La place centrale de la propriété intellectuelle

Dans la société cognitive, on assiste aussi à une modification des "territoires", des possessions stratégiques. Dans la civilisation agraire, l’important était la possession de la terre ; dans la civilisation industrielle, celle du capital. Dans la société cognitive, l’important est la place qu’on occupe dans le mental : d’où la bataille pour la propriété intellectuelle, les fréquences...

En plus, en matière de propriété intellectuelle, on est dans une logique winner takes all. Or nous sommes aujourd’hui dans un capitalisme de la démesure : la fortune de la famille Walton (Wal-Mart) est équivalente au Produit national brut de l’Egypte... Et les droits d’auteur ont joué un rôle central dans la constitution des principales fortunes mondiales.

La reconquête des communs pose donc la question de la propriété intellectuelle.
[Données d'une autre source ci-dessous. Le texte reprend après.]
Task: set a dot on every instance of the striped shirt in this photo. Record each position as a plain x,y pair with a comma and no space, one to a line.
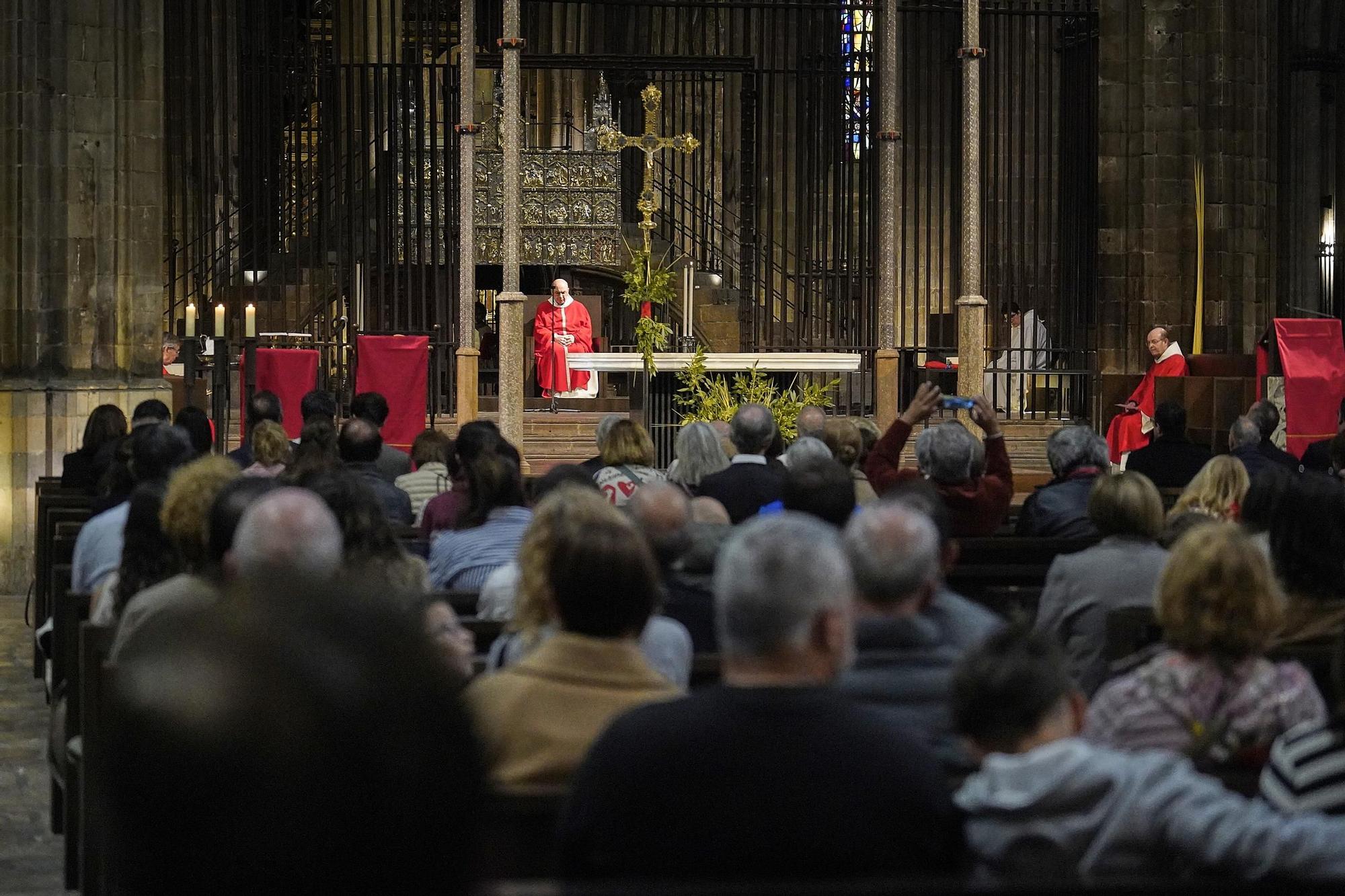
1307,770
463,559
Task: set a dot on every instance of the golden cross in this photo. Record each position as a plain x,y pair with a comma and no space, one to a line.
649,143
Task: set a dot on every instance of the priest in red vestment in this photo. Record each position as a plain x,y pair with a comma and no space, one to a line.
1132,427
563,326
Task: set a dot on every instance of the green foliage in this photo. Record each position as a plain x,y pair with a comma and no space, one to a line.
704,397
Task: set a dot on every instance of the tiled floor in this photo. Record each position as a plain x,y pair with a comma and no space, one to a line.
30,853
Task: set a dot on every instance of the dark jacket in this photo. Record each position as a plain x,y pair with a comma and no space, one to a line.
903,670
1171,462
397,503
976,507
746,487
1061,507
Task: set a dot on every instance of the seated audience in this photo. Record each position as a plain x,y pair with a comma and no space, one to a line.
774,775
903,663
430,456
1171,460
750,482
84,469
264,405
373,408
1078,456
289,743
1211,692
629,458
446,510
490,532
197,425
601,432
699,455
948,456
373,556
360,444
157,450
1245,444
1266,416
845,442
539,717
200,517
1051,806
1308,552
1317,456
962,623
1122,571
272,451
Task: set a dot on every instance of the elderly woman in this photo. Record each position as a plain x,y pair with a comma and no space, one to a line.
1211,693
699,454
1122,571
1061,509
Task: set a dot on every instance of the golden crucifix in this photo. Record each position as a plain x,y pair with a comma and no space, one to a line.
650,142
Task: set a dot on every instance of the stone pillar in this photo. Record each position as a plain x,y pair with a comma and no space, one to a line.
81,236
972,304
510,302
1180,81
886,366
469,356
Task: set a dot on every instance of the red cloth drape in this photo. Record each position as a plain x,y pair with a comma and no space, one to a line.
290,373
399,369
1313,360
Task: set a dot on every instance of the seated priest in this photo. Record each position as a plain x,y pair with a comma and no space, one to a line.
1132,427
563,326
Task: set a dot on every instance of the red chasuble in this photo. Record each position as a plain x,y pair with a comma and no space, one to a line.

Dans l’internet, cela se traduit par le débat sur les standards, les logiciels libres, les langages...

Réponses officielles et officieuses aux crises

Lorsqu’une société change de système technique, cela s’est déjà produit, c’est un processus lent qui s’accompagne d’une crise de jeunesse. Au début, la technologie rend des services, ça ne pose pas de problème ; puis elle commence a avoir des conséquences sur l’emploi, créant ainsi une crise sociale.

Les réponses officielles au XIXe siècle : les grands travaux et l’éducation pour tous. Au XXe et XXIe : l’internet pour tous.

La réponse des plus défavorisés est différente : par exemple les Systèmes d’échange locaux (SEL). Mais plus largement, de l’autonomie villageoise aux logiciels libres, ce qui est recherché, c’est une sorte de capitalisme à taille humaine.

On peut penser, en prospective, que le XXIe siècle va vivre trois périodes différentes, d’environ 40 ans chacune :

  • 1980-2020 : Les désarrois de la Société du Spectacle
  • 2020-2060 : La Société d’Enseignement et de grands travaux - autrement dit, on reproduira les modes d’accompagnement de la révolution industrielle
  • 2060-2100 : La Société de Création, ou "de l’Homo Coca-colensis à l’Homo Sapiens"...

Question : quelle guerre dans l’économie de la connaissance ?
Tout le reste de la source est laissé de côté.